Accounting

What is Bad Debt?

Money owed to your business that is unlikely to be collected and must be written off as a loss.

Definition

Bad debt is a receivable (money owed to you) that you have determined cannot be collected. This can happen when a client refuses to pay, has gone bankrupt or out of business, has a genuine dispute over the quality of work, or has simply disappeared. Once you have exhausted all reasonable collection efforts, the bad debt is written off — meaning you remove it from your accounts receivable and record it as a loss on your income statement.

How Bad Debt Occurs

Freelancers encounter bad debt in several situations: a client suddenly disputes the quality or scope of work and withholds payment; a startup client runs out of funding before paying outstanding invoices; a client goes bankrupt or enters liquidation; a client intentionally defrauds the freelancer by disappearing after the work is done; or international clients face currency controls or legal barriers to payment. The most common cause is the last one — clients who simply stop responding to invoices after the work is delivered.

Preventing Bad Debt

Prevention is more effective than collection. Key strategies include: always get a signed contract or work order before starting significant work; require an upfront deposit (25–50%) for new clients or large projects; use clear payment terms and late payment penalties in your contract; invoice promptly and follow up consistently on overdue invoices; check new client references and creditworthiness for large engagements; and consider using escrow services or milestone-based payments for high-risk transactions.

Writing Off Bad Debt

When a debt is confirmed uncollectible, you formally write it off. This involves: documenting all collection attempts (dates, emails, letters sent); making a final written demand or using a collections agency; removing the invoice from your accounts receivable; and recording the write-off as a bad debt expense on your income statement. For US freelancers on the accrual basis, the write-off may partially offset the income you previously reported on that invoice for tax purposes.

Bad Debt vs. Dispute

Not every unpaid invoice is bad debt. A client dispute — where the client claims the work was not delivered as agreed — is a different situation. Before writing off a debt, ensure you have clearly documented the original agreement, your communications, and the deliverables. If a dispute is genuine, try to resolve it through negotiation or mediation. If the client is acting in bad faith, you may have legal recourse through small claims court or a professional association arbitration service.

FAQ

Frequently Asked Questions

What is bad debt?

Bad debt is money owed to your business that is unlikely to be collected — typically because the client has refused to pay, become insolvent, or disappeared. It represents a loss of revenue that the business has already recognized.
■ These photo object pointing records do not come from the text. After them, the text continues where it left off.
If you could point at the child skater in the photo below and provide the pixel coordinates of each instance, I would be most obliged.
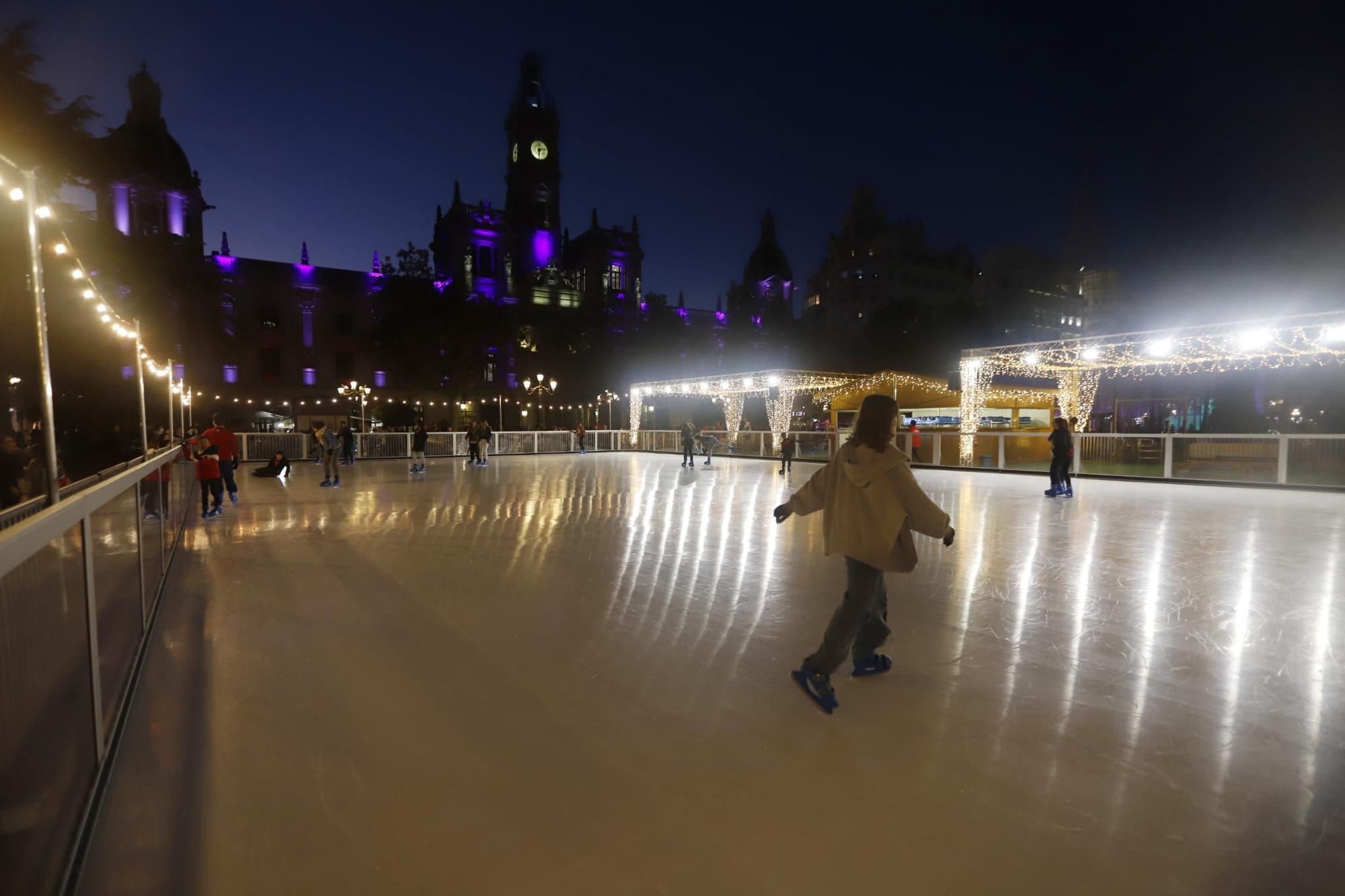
(872, 503)
(208, 474)
(708, 446)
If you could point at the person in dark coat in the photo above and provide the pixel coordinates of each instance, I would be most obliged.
(1062, 456)
(419, 440)
(688, 446)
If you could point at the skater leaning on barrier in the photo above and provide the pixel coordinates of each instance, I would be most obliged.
(871, 505)
(688, 444)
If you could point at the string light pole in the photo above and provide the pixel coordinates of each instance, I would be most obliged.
(141, 388)
(40, 302)
(543, 388)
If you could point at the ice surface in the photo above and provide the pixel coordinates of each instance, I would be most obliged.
(571, 676)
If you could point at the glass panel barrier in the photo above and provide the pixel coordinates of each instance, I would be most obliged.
(1121, 455)
(1226, 459)
(151, 538)
(116, 589)
(48, 748)
(1028, 452)
(1317, 462)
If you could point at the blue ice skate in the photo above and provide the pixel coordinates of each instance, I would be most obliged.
(872, 665)
(817, 686)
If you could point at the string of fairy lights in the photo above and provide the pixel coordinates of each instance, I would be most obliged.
(779, 388)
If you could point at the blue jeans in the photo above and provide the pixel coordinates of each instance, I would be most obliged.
(860, 623)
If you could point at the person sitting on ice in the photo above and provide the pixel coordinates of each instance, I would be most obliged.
(276, 467)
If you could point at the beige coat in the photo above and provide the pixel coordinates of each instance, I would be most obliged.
(871, 505)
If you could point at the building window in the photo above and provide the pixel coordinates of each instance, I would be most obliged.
(270, 362)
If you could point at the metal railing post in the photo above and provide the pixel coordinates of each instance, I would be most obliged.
(92, 610)
(141, 549)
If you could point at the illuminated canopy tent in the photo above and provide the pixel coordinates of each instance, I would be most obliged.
(779, 388)
(1078, 365)
(918, 391)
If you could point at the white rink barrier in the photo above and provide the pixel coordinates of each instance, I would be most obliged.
(373, 446)
(1217, 458)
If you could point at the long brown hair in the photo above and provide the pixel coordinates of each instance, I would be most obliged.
(874, 427)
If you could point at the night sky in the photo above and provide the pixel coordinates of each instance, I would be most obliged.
(1210, 149)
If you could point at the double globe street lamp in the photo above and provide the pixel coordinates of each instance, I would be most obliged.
(357, 391)
(543, 388)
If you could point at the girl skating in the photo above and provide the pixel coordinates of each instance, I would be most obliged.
(872, 503)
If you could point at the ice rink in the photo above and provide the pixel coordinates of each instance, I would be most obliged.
(570, 674)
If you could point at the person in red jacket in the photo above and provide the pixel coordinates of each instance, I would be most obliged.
(223, 438)
(208, 474)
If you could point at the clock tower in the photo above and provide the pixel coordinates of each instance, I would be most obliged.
(533, 197)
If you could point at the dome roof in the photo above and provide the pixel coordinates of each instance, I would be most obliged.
(143, 146)
(767, 260)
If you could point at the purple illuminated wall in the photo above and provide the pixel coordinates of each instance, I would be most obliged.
(122, 208)
(176, 214)
(541, 248)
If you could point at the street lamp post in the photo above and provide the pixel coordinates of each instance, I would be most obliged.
(543, 388)
(357, 391)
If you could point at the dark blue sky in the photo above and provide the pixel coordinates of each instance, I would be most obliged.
(1213, 145)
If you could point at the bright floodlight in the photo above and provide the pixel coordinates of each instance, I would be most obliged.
(1253, 339)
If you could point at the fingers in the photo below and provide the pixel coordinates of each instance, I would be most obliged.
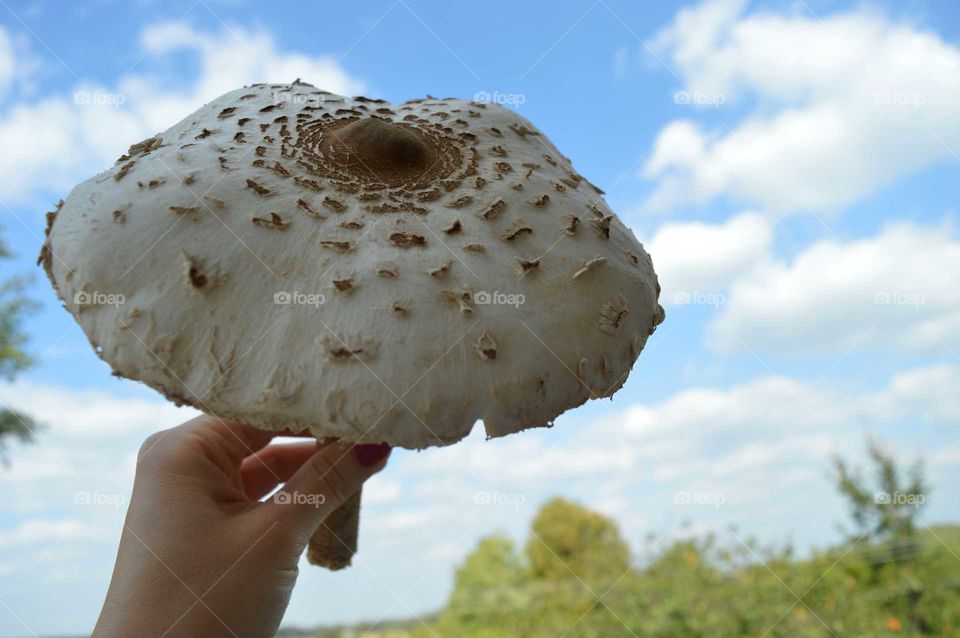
(323, 483)
(273, 465)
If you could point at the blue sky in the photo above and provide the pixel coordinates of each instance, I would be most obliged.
(791, 166)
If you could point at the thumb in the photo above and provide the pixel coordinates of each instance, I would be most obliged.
(325, 480)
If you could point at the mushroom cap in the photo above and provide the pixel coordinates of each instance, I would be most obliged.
(296, 259)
How does bad debt affect freelancers?

For freelancers, bad debt means doing work without being paid. Unlike large businesses that can absorb bad debts through reserves or insurance, freelancers are often financially vulnerable to a single non-paying client, especially if the project was large.

How do you write off bad debt?

To write off a bad debt, you formally recognize that the receivable cannot be collected and remove it from your books. This is typically done after exhausting all collection efforts. The write-off is recorded as an expense on your income statement.